I am still trying to resolve some copyright issues before I can the demo. It shouldn’t be more than a few days.
After some discussion with David Luebke from NVIDIA about how to implement a stack I decided to test a few things with a benchmark. This graph is the result:
This code show how the different stack implementations look like:
Some of the method require a specific threading mode. I have the classic dispatch method (ThreadMode=0) and a simple persistent thread method (ThreadMode=1) where the dispatch call spawns just enough threads to fill the GPU (at least it seems to fill my NV580) and the shader function doesn’t exit but iterates through all pixels with the same position within the tile.
The persistent thread code was meant to restrict the memory requirements for the UAV method, it’s not very sophisticated. I believe with some inter thread communication this could be improved a lot. D3D11 doesn’t have ballot but that functionality could be emulated with a few group shared memory instructions. The functionality would be the same but as it’s meant to be an optimization it’s might be not be worth testing the emulation – it would not prove anything if it’s slower.
Note that (for the local stack method) the FrameTime goes slightly down with a larger stack (tested sizes: 12, 16, 20). You might expect it to get slower as it uses more memory per stack and therefore gives less latency hiding to the memory requests. Here the demo actually makes use of the larger stack and gets more efficient as the alternative (using the grid with a linked list of nodes AND a tranformation matrix) adds overhead. It might be interesting to just increase the stack size without using the extra memory.

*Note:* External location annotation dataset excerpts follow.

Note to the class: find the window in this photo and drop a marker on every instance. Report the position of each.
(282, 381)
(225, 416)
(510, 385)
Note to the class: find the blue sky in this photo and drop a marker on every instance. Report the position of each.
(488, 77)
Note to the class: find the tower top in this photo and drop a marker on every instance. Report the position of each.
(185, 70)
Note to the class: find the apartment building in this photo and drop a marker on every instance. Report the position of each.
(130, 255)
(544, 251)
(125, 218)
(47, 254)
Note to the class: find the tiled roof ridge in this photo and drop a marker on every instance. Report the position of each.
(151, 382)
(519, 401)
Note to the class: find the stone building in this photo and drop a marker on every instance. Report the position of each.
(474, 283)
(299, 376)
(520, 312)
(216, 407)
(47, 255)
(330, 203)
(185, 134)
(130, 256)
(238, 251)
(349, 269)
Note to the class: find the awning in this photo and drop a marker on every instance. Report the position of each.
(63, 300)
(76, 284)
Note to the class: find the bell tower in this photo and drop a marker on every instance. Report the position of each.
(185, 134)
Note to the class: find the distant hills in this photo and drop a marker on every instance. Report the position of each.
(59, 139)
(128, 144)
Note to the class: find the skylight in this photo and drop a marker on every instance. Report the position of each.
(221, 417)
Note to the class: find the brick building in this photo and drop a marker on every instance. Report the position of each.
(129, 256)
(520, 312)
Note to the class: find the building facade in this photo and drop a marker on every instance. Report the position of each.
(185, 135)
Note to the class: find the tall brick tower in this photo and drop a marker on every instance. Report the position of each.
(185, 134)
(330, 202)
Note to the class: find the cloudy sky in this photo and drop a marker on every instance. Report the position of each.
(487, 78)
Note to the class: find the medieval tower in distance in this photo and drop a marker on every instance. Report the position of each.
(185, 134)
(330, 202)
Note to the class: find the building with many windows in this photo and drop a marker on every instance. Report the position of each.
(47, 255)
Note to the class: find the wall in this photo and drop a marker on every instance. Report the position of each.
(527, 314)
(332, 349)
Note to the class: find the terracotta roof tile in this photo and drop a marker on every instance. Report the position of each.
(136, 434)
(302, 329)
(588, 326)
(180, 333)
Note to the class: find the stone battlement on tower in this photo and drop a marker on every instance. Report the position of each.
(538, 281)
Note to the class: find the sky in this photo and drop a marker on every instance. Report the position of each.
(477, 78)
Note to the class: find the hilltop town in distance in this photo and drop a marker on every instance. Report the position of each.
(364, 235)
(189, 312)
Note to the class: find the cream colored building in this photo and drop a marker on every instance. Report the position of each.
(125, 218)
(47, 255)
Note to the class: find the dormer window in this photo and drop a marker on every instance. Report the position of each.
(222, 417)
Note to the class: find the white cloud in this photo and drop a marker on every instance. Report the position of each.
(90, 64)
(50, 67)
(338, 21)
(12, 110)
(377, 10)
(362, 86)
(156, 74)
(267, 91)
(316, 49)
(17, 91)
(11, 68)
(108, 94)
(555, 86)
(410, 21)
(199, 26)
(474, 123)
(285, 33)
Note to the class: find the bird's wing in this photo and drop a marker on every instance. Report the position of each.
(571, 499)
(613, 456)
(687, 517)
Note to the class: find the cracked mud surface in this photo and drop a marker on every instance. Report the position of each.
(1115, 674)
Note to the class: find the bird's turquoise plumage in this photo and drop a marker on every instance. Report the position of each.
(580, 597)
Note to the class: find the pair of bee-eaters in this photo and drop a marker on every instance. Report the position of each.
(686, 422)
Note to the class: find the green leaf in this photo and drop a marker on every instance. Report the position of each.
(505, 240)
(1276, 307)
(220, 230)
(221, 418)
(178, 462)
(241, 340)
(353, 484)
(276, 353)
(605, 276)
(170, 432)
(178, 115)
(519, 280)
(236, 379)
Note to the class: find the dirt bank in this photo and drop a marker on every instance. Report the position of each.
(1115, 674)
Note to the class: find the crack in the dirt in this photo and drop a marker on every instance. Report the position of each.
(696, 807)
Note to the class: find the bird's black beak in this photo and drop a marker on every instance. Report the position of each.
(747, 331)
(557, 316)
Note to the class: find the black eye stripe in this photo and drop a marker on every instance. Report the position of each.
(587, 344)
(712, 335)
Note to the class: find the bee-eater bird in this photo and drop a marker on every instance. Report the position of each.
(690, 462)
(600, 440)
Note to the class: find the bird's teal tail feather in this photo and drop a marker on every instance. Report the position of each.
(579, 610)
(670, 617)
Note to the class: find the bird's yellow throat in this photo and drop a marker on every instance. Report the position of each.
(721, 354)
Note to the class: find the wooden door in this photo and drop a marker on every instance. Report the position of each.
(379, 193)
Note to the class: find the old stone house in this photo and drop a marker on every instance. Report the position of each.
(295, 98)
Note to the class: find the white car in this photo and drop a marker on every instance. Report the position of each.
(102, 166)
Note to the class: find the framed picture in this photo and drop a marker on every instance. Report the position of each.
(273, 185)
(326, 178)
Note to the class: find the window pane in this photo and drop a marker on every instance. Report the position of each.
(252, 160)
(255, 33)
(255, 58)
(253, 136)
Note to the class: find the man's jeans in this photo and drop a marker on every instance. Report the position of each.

A lot of more experiments could be done. I would be curious how a pixel shader is doing. Here we would have to stick to the StackMode=0. The pixel shaer can auto tune the thread layout and it should have a better 2D layout for coherency. The coherency could also be improved with some extra shader code (Morton Code / Space Filling Curve). I also could implement a short stack with restart or a stackless method.
I was expecting ThreadMode 1 and 2 (both using group shared memory) to be more different as one has to fight with more bank conflicts but I guess that isn’t the main cost here.
The UAV layout could be changed to interleave the stack data differently but I always expected this method to be the slowest so I wasn’t giving it much attention. Looking at the graph I probably should reconsider (for a larger stack it beats the group shared memory).
Still – the local stack with a large size wins. For me that was the least expected one. It cuts from the latency hiding memory and allows less threads to be in flight. Depending on what the driver and the compiler are doing it might even generate a large switch statement to index into the registers. I have a NV580 and it has Compute 2.0 capability which would not allow indexing into register memory (see here). The driver and the compiler could also move the array into group shared memory but then I shouldn’t see a performance difference to the code where I do that explicitly. The switch statement could result in large binary conditional jumps, conditional register assignments (no branch) or a mix. I wish I could see the actual shader assembly. I don’t think the byte code would give me enough insight.
Special thanks to David Luebke and other NVIDIA folks for the recent discussions on this topic.